Potato crusted spinach quiche.

 

Last Sunday I had a conversation with someone who was very enthusiastic about potatoes. This made me look for other uses of this traditional (and boring) Belgian side dish, because honestly, I am not a big fan of plain boiled potatoes.
So I made this potato crusted quiche with spinach. Much healthier than the traditional pie crust.

Ingredients:

  • 4 – 5 regular sized potatoes
  • 500 g fresh spinach
  • 2 banana shallots, finely chopped
  • 2 cloves of garlic, chopped
  • 3 spring onions, in thin slices
  • 75 g grated Emmentaler cheese
  • 1 slice of smoked bacon 100 g
  • 3 tbsp. pine nuts
  • 6 medium sized eggs
  • 50 ml milk
  • 1 tbsp. dried oregano
  • Himalayan Salt
  • Black Pepper
  • Freshly grated nutmeg
  • Olive oil
  • OPTIONAL
    1 tbsp.
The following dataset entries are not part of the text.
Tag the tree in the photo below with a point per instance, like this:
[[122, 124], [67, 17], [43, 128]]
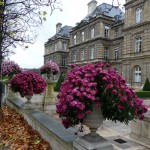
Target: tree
[[19, 20], [58, 84], [146, 86]]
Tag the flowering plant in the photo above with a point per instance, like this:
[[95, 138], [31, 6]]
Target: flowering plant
[[28, 83], [10, 68], [49, 67], [101, 85]]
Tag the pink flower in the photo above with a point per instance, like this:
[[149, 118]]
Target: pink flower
[[80, 116]]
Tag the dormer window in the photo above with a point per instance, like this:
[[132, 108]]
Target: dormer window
[[106, 32], [82, 55], [92, 33], [74, 56], [138, 15], [106, 53], [64, 46], [82, 35]]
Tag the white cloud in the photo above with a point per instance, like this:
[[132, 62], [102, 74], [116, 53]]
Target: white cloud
[[73, 12]]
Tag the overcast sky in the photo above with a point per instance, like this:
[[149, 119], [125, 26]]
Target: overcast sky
[[73, 11]]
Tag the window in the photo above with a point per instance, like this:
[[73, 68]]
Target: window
[[138, 45], [74, 56], [116, 33], [63, 61], [55, 47], [63, 73], [82, 55], [137, 74], [138, 15], [54, 59], [92, 33], [82, 35], [106, 53], [75, 39], [54, 77], [116, 54], [92, 53], [64, 46], [106, 33]]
Homemade vegetable stock powder

Method:

  • Preheat the oven to 200°C.
  • Peel the potatoes, then thinly slice them with a mandoline.
  • Add the sliced potatoes to a large bowl and drizzle with the olive oil, 1 teaspoon of salt and  ¼ teaspoon of black pepper and toss with your hands or a spoon to coat.
  • Arrange the potato slices in a pie dish, starting from the middle and working your way out, overlapping the potato slices. Fill in any gaps with leftover potato slices.
  • Bake the crust for 15 minutes, or until the potatoes are just cooked and not yet brown.
  • Remove the spinach stems. Tear the leaves into large pieces and wash the spinach. Drain.
  • In a large skillet, heat some olive oil over medium heat, add the garlic and stir until it begins to turn golden, about 3 minutes. Remove the garlic and discard.
  • Sauté the chopped shallots in the same skillet until it is soft.
  • In a large skillet, heat some olive oil over medium heat, add the garlic and stir until it begins to turn golden, about 3 minutes. Remove the garlic and discard.
  • Remove from the heat and let cool for a bit.
  • Cut the slice of bacon into small pieces of bacon 2 cm long and about 5 mm wide. Heat a non-stick skillet and roast until crispy and brown. Drain on paper towels. In the same skillet, place the pine nuts and roast them until they are golden brown.
  • In a medium bowl, whisk together the eggs, milk, green onions,  oregano, cheese, a pinch of nutmeg, a tsp.of salt and some pepper.
  • I also add a tbsp. of homemade vegetable stock powder (nothing more than dehydrated and ground up vegetables), but this is really not necessary.
  • Add the cooled down spinach, bacon and pine nuts to the egg mixture and pour this over the potatoes. If the potatoes begin to lift up, stop and press them down with a spoon.
  • Bake the quiche for 35 minutes, or until the eggs are set and the potatoes are brown.

 

potato crusted spinach quiche

 

NOTE

Homemade vegetable stock powder is much better than the one you buy at the store. You can be in control of the ingredients you use, it’s 100% natural, free of preservative and has no sodium. It’s made with fresh vegetables and herbs blended together.